Set in the 22nd century, Terra Nova finds Earth an environmental wreck. Our first view of a city resembles the wrecked planet in WALL-E, except this one is still full of people who have to wear respirators when leaving their homes due to the pollutants in the atmosphere. The Earth's salvation seems to be a rip in time that leads 85 million years in the past. Pilgrimages have been sent through this tear to begin setting up a new life in this not yet sullied version of Earth, giving humanity a second chance.
We're introduced to this new world via the Shannon family, headed up by Chicago cop Jim (Jason O'Mara) and his wife Elizabeth (Shelley Conn), a doctor and their three children Josh (Landon Liboiron), Maddy (Naomi Scott) and Zoe (Alana Mansour). At the start of the episode, the Shannons encounter trouble when they're investigated for a violation of population control. Due to the ever increasing tax humanity is placing on resources, families are only allowed to children and they have three. This no-no lands Jim in jail for two years and when Elizabeth is offered a spot in the Tenth Pilgrimage to Terra Nova, she is told she will not be allowed to take their youngest daughter with them. Through some subterfuge, the entire family manages to make it through the time rip and, since it only goes one way, there not a whole to be done about it. Once there, though, they'll have to contend with dinosaurs, giant bugs and a mysterious splinter group that's begun their own colony outside of the Terra Nova compound.

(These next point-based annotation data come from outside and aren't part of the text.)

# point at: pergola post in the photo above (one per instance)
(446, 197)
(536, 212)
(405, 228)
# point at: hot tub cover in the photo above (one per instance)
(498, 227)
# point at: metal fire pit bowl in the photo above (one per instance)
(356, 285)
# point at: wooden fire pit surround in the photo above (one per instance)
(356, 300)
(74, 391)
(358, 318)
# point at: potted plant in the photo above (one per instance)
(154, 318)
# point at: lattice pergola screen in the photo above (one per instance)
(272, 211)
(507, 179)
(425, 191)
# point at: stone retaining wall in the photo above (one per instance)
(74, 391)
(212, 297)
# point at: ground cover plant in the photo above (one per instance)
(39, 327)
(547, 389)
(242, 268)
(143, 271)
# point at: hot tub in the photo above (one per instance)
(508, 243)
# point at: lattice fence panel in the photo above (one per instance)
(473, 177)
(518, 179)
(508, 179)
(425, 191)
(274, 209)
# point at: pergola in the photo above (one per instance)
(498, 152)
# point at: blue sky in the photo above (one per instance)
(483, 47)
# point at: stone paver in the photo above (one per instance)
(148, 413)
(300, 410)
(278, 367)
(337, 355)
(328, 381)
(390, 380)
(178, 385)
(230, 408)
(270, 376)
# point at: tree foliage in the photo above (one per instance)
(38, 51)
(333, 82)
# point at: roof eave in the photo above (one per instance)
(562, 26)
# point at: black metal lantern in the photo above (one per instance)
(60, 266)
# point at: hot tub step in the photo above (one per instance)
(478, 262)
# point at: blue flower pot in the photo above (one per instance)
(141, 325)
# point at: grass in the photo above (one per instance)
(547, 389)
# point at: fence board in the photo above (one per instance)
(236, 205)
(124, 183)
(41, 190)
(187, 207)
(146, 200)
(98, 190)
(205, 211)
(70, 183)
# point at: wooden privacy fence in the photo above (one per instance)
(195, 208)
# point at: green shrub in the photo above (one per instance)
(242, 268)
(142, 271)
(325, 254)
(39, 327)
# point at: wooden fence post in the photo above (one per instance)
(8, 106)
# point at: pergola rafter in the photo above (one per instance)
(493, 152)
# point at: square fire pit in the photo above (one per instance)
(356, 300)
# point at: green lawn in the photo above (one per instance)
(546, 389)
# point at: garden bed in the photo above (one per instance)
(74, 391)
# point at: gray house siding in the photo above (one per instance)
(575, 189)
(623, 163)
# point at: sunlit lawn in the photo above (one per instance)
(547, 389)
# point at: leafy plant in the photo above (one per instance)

While everything in Terra Nova looks absolutely beautiful, there's a lack of substance that cannot be ignored. The creators have been pushing this as a family drama but the Shannons are a horrendously boring set of main characters serving little beyond basic archetypes. Another major issue is that there is never any explanation given as to why Jim and Elizabeth broke the law and had a third child. When asked about it, they avoid responding and this creates a serious likability issue with them. In a world that's crumbling around them, when they already had two healthy children, why would they be so selfish and stupid to have another kid? The pilot hints very subtly at the possibility that there's a greater reason to Zoe's existence but the creators underestimate how this potential mystery comes at the expense of it's main characters' integrity. It's hard not to go through the two-hour premiere wishing that we were instead seeing this world from the perspective of Commander Nathaniel Taylor (Stephen Lang playing a slightly more cuddly version of his Avatar villain), who's far more interesting to watch. Another worrisome development is the introduction, in the second half of the pilot, of a series of Lost-esque mysteries in the jungle, involving the dissenting colony. Terra Nova is at its best when it's having fun staging action-filled dinosaur battles but it's unclear whether wading through the other laborious elements of the show to get to them is worthwhile.